🤖 AI Summary
Quadrupedal robots face significant challenges in generalizing gait control across heterogeneous, missing, or structurally varying sensor configurations and body morphologies.
Method: We propose a masked sensory-temporal attention mechanism built upon a lightweight Transformer architecture. This is the first approach to enable sensor-level fine-grained attention modeling, integrating dynamic sensor masking with cross-modal temporal attention to achieve robust state representation under variable input dimensions and severe sensor dropout (up to 70%).
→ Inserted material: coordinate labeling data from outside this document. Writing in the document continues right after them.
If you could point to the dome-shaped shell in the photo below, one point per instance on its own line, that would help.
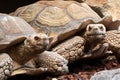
(13, 30)
(59, 19)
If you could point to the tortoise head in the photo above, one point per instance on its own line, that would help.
(95, 32)
(38, 41)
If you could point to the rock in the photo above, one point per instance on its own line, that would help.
(107, 75)
(106, 7)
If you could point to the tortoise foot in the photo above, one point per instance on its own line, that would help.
(6, 66)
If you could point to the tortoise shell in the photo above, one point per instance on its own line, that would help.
(59, 19)
(13, 30)
(113, 38)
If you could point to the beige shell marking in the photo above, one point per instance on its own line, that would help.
(79, 11)
(53, 16)
(31, 11)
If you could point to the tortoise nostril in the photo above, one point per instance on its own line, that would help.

Contribution/Results: Evaluated in simulation and on diverse real-world quadrupeds (e.g., Unitree A1, Go2), our policy demonstrates strong cross-hardware transferability—requiring only a single training run to adapt seamlessly to differing sensor suites and mechanical designs. It maintains stable locomotion even under extreme input degradation, substantially improving the robustness and generalizability of learning-based locomotion policies for real-world deployment.
📝 Abstract
With the rising focus on quadrupeds, a generalized policy capable of handling different robot models and sensory inputs will be highly beneficial. Although several methods have been proposed to address different morphologies, it remains a challenge for learning-based policies to manage various combinations of proprioceptive information. This paper presents Masked Sensory-Temporal Attention (MSTA), a novel transformer-based model with masking for quadruped locomotion. It employs direct sensor-level attention to enhance sensory-temporal understanding and handle different combinations of sensor data, serving as a foundation for incorporating unseen information. This model can effectively understand its states even with a large portion of missing information, and is flexible enough to be deployed on a physical system despite the long input sequence.